SENATOR Theatre Closes Tonight for Renovations

Senator Theatre marquee - 2012, Apr 3: some lights finally relit

Senator Theatre, April 2012

According to a post on the Senator’s official Facebook page the theatre will close tonight (Thursday, April 26, 2012) after the scheduled viewings of The Hunger Games. It’s said the closing is required to move forward with their renovation plans that will add three screening auditoriums to the north and south sides of the original historic building as well as a wine bar.

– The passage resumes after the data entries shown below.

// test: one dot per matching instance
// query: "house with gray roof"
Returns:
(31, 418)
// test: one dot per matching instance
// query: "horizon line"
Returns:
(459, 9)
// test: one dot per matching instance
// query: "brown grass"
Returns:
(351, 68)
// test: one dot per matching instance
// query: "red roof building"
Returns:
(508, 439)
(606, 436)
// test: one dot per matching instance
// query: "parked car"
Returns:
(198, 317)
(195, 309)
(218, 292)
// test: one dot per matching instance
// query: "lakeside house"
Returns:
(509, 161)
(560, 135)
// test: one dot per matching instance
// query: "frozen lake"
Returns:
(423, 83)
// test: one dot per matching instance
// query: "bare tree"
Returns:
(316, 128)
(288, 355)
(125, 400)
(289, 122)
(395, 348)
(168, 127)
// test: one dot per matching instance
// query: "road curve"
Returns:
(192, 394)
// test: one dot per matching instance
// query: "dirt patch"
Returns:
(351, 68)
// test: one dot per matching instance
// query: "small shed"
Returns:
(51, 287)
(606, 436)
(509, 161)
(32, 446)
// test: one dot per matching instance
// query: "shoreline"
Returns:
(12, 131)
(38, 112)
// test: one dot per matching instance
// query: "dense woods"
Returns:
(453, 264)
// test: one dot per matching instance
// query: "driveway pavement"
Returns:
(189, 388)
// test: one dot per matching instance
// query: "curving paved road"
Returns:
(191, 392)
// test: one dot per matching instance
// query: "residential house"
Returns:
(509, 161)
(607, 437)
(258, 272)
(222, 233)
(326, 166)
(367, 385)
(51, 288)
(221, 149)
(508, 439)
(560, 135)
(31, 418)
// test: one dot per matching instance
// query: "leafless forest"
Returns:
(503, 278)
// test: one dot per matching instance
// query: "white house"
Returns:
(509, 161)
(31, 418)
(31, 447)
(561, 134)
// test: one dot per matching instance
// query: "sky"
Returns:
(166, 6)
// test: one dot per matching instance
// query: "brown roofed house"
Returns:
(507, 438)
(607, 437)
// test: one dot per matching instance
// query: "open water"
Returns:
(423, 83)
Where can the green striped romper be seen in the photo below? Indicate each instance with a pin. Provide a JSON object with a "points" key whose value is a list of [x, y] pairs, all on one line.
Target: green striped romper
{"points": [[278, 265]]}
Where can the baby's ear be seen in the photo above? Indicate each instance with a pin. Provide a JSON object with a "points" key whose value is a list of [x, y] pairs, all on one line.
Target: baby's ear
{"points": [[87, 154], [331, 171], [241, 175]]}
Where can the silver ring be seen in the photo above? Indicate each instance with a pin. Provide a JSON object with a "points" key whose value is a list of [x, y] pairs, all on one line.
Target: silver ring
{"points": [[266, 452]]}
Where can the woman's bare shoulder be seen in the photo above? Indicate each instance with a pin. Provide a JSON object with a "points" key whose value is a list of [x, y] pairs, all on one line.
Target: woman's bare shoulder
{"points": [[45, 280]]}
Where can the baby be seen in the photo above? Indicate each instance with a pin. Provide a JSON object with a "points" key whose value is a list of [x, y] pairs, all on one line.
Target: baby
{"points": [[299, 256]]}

Those interested in details should visit the theatre’s commerical site to see the city approved floorplan and two thumbnail renderings of the completed project via the “Renovations Blog” link: http://www.thesenatortheatre.com

You can also read the most recent article about the plans: http://towson.patch.com/articles/senator-theatre-operators-improvements-coming-soon

And an “Update From The Senator Theatre” Facebook Note also provides some details:
https://www.facebook.com/notes/the-senator-theatre/update-from-the-senator-theatre/379632822067390

According to an administrator’s comment posted on their Facebook page, the project is expected to take 6-9 months to complete.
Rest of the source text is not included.